The first thing I noticed that I should change was on from week one of my journals where I sometimes used predicate and verb interchangeably. It started on day 1 when we started discussing simple subjects and simple predicates. The simple predicate is the verb. I probably should have made that clear when in the same day we moved on to complete predicate. That would have been the best time to explain: Alright, class, the simple predicate of a sentence is actually the verb and the complete predicate is the verb and everything else that goes along with it. At some point, we did clear this up, but when talking about sentences, it’s not taught that a sentence is made up of a subject and a verb.
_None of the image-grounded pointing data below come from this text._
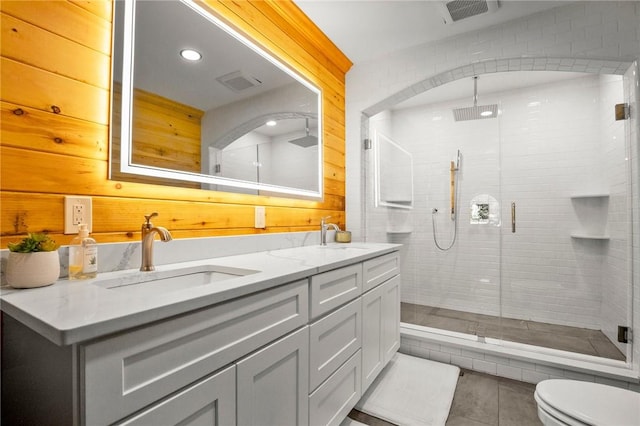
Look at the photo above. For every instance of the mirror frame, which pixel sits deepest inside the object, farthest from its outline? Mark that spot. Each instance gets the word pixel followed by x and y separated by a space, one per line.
pixel 126 164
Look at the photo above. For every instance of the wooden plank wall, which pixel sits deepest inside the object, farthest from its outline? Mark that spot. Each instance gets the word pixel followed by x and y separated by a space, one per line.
pixel 55 83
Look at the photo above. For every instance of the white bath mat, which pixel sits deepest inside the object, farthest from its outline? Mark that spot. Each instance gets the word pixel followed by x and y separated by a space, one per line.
pixel 411 391
pixel 350 422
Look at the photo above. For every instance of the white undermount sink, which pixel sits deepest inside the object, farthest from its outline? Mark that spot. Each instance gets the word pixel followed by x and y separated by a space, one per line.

It’s made up of a subject and a predicate.
If you’ve ever listened to Lil’ Wayne, btw, in one of his songs he mentions that he “got through that sentence like a subject and a predicate”.
I have also came up with more practice ideas, because I’ve always vouched that applying learning grammar and writing to a student’s own life will help foster learning, because it’s relevant. Instead of giving the students handouts with sentences to diagram, which is what I did. I came up with some other practice of having them write 5 sentences and diagram them once they’re done. The kicker, though, is that you can’t tell them they are going to diagram them until they are done writing the sentences. Otherwise, the students will be thinking about how they are going to diagram them before they even begin writing the sentence.
I have found another resource that goes into more depth that what I do when teaching diagramming. I only taught students how to diagram up to where my Language Network book stopped, which was after diagraming direct and indirect objects. Later in high school, these same students will go into more depth with two more teachers that have much more experience that I do. If you check out this resource, my experience ends at #11, adverbs.
Doing this assignment has made me practice the concept of reflection when it comes to the process of teaching, which is great. It’s also made me more aware of the language I need to be using while teaching diagramming. I hope that this can do as much as it is for me for other.
Stew out, exhausted.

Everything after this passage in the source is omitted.